DE HACKERS E
OUTROS DEMÔNIOS
João
Eichbaum
Tudo começou porque um sujeito está preso numa cadeia que nem cadeia é,
e ele nem preso parece. Seu quadrado carcerário, ao contrário dos regulamentos
dos direitos humanos, nem espaço tem para visitas íntimas, e deixa o indigitado
em estado pior do que bode encerrado, de castigo, obrigado a dormir com a mesma
cabrita até que a morte os separe.
Mas, no concernente ao dito preso, ele goza de regalias e benemerências
que a lei não concede a ladrões de galinha. E seu cárcere privado parece capela
de santo milagroso, com um entra e sai de jornalistas, políticos, artistas,
padres, bispos, e mulheres de variadas belezas, que vão de quadril de tanajura,
e outros recurvados, a traseiro liso, de tábua de passar roupa.

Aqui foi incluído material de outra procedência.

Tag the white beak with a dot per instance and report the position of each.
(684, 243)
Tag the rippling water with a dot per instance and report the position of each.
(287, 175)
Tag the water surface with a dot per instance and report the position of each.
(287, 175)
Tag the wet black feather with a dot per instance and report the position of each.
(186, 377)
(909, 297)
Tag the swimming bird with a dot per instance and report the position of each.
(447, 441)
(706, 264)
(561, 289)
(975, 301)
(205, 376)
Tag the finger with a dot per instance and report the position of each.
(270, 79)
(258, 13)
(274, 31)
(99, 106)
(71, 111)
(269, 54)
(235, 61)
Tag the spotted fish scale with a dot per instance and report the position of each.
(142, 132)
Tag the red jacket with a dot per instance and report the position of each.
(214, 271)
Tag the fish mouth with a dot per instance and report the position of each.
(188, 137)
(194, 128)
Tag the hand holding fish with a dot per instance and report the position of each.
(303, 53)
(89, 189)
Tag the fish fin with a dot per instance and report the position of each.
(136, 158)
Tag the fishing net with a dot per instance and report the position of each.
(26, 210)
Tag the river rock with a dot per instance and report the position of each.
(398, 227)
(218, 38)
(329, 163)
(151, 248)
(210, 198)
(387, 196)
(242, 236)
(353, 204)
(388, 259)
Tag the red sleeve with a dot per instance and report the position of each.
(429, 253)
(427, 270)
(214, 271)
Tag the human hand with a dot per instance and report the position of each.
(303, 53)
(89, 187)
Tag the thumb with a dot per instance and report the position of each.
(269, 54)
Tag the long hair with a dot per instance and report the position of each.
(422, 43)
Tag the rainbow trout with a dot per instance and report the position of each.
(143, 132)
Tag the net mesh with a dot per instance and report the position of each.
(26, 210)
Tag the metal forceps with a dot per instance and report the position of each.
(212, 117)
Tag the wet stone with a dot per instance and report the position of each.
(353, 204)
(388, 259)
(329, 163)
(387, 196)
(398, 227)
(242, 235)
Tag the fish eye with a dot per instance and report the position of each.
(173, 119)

Pois tudo começou com o preso, barbudo e de voz rouquenha. O entra e
sai na cela dele, que nem cela é, mas uma sala, não aparentava visita de
compadres, mas a preparação da maior fofocagem existente.
A conversa que dominava o recinto, com o indigitado torcendo a barba e
enrolando as palavras, era sobre o juiz e o promotor, responsáveis pela mísera
situação em que ele se encontra, de preso que não está preso, e de solto que
está preso, porque diz a Constituição que ninguém é culpado sem a sentença
final.
Num vaivém desses, com tanta gente entrando e saindo, tanto palpite
furado, tanto ódio digerido contra o juiz e o promotor, apareceu um gringo,
palpitando sobre meios e modos de desfeitear trabalho alheio. E, arranhando a
nossa linguagem com mais erres do que ela tem, falou sobre uns abelhudos, uns
tais de hackers, que vasculham a vida de todo mundo, revelando, a poder de
grana, quem é que transa com quem, quem é que anda com a mulher de quem, e
outras avarias de honra que calha saber sobre a vida alheia.
A ideia ganhou aplauso e os hackers foram chamados para aparar o
caminho da vingança contra o juiz e o promotor, e para botar por terra a
condenação do indigitado. Apareceram conversinhas dos dois, juiz e promotor,
nesses aparelhinhos modernos onde fica tudo o que a gente escreve ou fala. E a
grande imprensa tratou de infestar de fofocas o país.
A partir de então, o assunto mais cevado, na barbearia, no táxi, na
mesa do bar, na televisão, foi quem é que fez o quê, quem contratou os
abelhudos, quanto eles custaram.
Enfim, os hackers foram parar no xilindró. Na cadeia um acusou o outro.
Ninguém era culpado, mas tinha rabo de saia no meio, a filha duma
desembargadora. Era o que faltava: a circunstância deu ao enredo tudo o que
apimenta uma fofoca.
O diz-que-diz teria estacionado nesse pé, fazendo dos assuntos de
Estado cochichos de comadres e alimentando manchetes da grande imprensa, não
fosse o crime organizado. Com dois espetáculos cinematográficos, um de roubo de
ouro no aeroporto de Guarulhos e outro, de horror, de uma chacina no Pará, ele
mostrou a verdadeira parte sofrida do povo brasileiro. Sem fofocas.